The Johns Hopkins Institute for Education Policy, founded in 2015, is known for its non-partisan, research-based approach to education policy. Ashley Berner, deputy director of the Institute, is a research and policy expert on the ways democracies around the world approach the structure, content, and accountability measures of their school systems.
In this interview, Berner discusses what the federal Coronavirus Aid, Relief and Economic Security (CARES) Act, signed into law on March 27, does and doesn’t do for K-12 education. The Institute research team has summarized the CARES Act for leaders from all different school types, including district, charter, and private.

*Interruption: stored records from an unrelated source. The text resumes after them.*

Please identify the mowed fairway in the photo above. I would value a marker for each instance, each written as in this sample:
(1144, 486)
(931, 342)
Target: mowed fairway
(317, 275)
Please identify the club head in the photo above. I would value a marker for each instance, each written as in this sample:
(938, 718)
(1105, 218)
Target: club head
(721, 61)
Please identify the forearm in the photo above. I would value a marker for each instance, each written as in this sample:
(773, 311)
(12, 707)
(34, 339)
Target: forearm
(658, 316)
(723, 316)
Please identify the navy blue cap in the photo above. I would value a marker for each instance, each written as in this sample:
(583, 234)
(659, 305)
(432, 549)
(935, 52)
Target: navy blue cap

Q: The CARES Act is a massive relief package that includes checks to households, funding for certain industries, and small business loans. What does it do for K-12 education?
A: The act provides states with two separate funding streams for K-12 education: one to the governors’ offices, the other to a state’s education agency (SEA). These funds are calculated differently and may serve different needs in a state. The governors’ funds are smaller and more flexible; they can be used to support educational services more broadly, including colleges and universities, charter schools, and private schools. The SEA’s funds, by contrast, must be allocated to districts, for any of 12 different purposes set out in the act.
There is some nuance here. In some states, charter schools are considered their own type of district and would thus receive commensurate funding, and in all states, districts must share funds with private schools that serve low-income students (the Title I program).
The act also provides a separate rural-development item that supports distance learning and a paycheck protection program for nonprofits that could certainly help non-public schools pay their teachers and staff in the short term.
Q: What doesn’t the act do, that perhaps could have been done, for K-12?
A: It doesn’t include E-Rate funding that would expand broadband internet and provide internet-connected devices for students. This is a huge problem for schools that serve low-income families, whose access to online learning is uneven. The technology gap will most certainly be addressed in future legislation. Philanthropies are stepping up their support in the meantime, and we’ve heard about really some creative ways to solve the problem. For instance, Great Minds, which is a provider of high-quality curriculum, will be broadcasting daily lessons on public television here in Baltimore. This is excellent news, as Baltimore City Public Schools uses Great Minds materials in English and Math, and faces enormous challenges with access to the Internet.
Q: What else are you seeing in the field during COVID-19?
A: Concerns around the provision of equitable services for special-needs students, many of whom require in-person support. And the “summer melt” phenomenon, in which students—particularly, vulnerable students—lose ground during the summer months, will be particularly acute this year. Policymakers and practitioners are trying to get ahead of those two issues, among all of the other logistical and pedagogical challenges they are dealing with on a daily basis.